Git Yo' Ortol On!! Ortolan Bunting. The Holy Grail of Extreme Cuisine. France.
In Search of Ortolon.
Snuggled up with a mug of freshly made pod coffee from my Keurig machine, I crack open a virgin copy of Tony Bourdain's new memoir Medium Raw. The prologue, titled The Sit Down, illustrates in singular Bourdain detail a gathering of gourmand gods and an orgiastic feast of outlaw ortolan. According to Christa Weil's Fierce Food, the Ortolan Bunting, as its officially known, is "a colorful, six-inch-long European migratory bird that is related to the American bobolink." It is currently illegal to hunt, serve or eat an ortolan in all of the European Union due to its endangered status.
Preparation of ortolan is both cruel and unusual, and yet that's how this extraordinary delicacy achieves its reputation as an extreme and life altering meal.
Traditionally, the cook gouges out the eyes of the ortolan, blinding it. Nowadays, the bird is placed under a covered cage in pitch darkness where it will be incessantly served oats and millet until it attains a succulent obesity. Upon becoming deliciously plump, it will be summarily drowned in Armagnac, further flavoring the tiny bird.
Having become a tiny, feathered packet of fantastic flavors, it is then plucked and roasted whole. The service is just as flamboyant, as was with Bourdain's ortolan experience, where Armagnac is doused onto the diminutive roast bird and presented en flambé.
Bourdain describes in his inimitable style that the experience was "wank-worthy" to chefs.
A much more lyrical account comes from Stewart Lee Allen, the author of In the Devil's Garden. Allen pens poetically a diner's ecstatic revelation upon piercing the crisp skin of the bird and "allowing its ambrosial fat to cascade freely down the throat...the bird's entire life...the wheat of Morocco, the salt air of the Mediterranean, the lavender of Provence. The pea-sized lungs and heart, saturated with Armagnac from its drowning, are said to burst in a liqueur-scented flower on the diner's tongue." Ooooh, baby! I need a cigarette.
For those of you who don't appreciate sexy words to paint a picture of this verboten victual and would rather enjoy a YouTube vid of it, well, it's your lucky day. Just click play above for some seriously hardcore food porn and wank away.
Yes! I know about that. Epic! But fellow food blogger, Val of Trippy Food, tells me of an ancient even more elaborate preparation where you begin with a lion or some huge beast like that and then stuff it silly with creatures of diminishing sizes.
Remember: it's Lions & Tigers & Bears. Oh my! Not Camels. Camels and their toes aren't menacing at all!
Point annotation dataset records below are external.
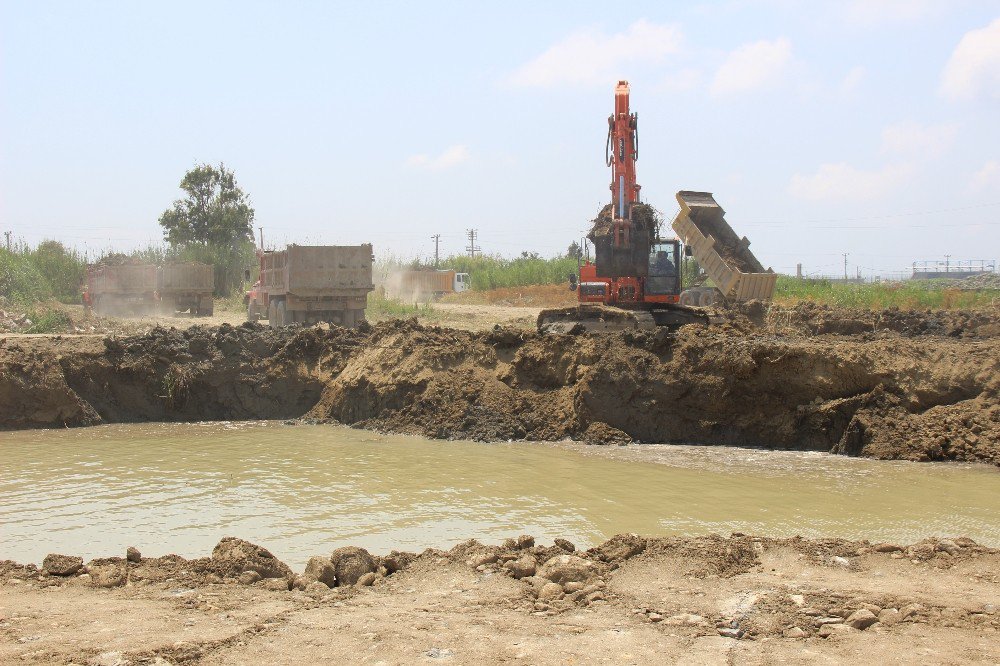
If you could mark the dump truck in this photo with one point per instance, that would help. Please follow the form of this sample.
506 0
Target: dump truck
636 280
312 283
426 285
725 258
186 287
121 289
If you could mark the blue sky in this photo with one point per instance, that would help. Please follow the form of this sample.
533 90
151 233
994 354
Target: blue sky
867 128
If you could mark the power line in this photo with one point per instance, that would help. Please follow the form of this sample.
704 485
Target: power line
472 248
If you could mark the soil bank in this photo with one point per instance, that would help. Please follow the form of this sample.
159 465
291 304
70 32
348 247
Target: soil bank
918 387
633 600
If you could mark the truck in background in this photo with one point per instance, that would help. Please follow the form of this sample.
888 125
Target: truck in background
312 283
185 287
121 289
135 288
426 285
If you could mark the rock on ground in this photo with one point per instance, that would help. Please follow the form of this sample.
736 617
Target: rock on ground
351 563
564 569
245 556
108 574
62 565
321 569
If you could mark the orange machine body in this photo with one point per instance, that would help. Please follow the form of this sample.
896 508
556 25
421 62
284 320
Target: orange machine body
644 288
621 153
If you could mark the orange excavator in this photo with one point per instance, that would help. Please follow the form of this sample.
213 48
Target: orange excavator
635 279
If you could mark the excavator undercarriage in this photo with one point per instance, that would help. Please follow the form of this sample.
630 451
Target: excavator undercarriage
635 280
But, sorry to misquote you. Your description of this behemoth Bedouin buffet is brilliant.
Yeah, amazing stuff. You have better access to ortolan than I do over here in the U.S. How about doing a secret dinner? I won't tell!
Wow, thanks for the informative, interesting post. :) Sounds extravagant, cruel and delicious at the same time.
You are welcome. And, yes, there is something very repulsive and yet attractive about eating ortolan.
I don't think they added the crunching sound. Remember that there are wee bones in that bird. A good mic can pick up the munching sound as they're being crushed by teeth.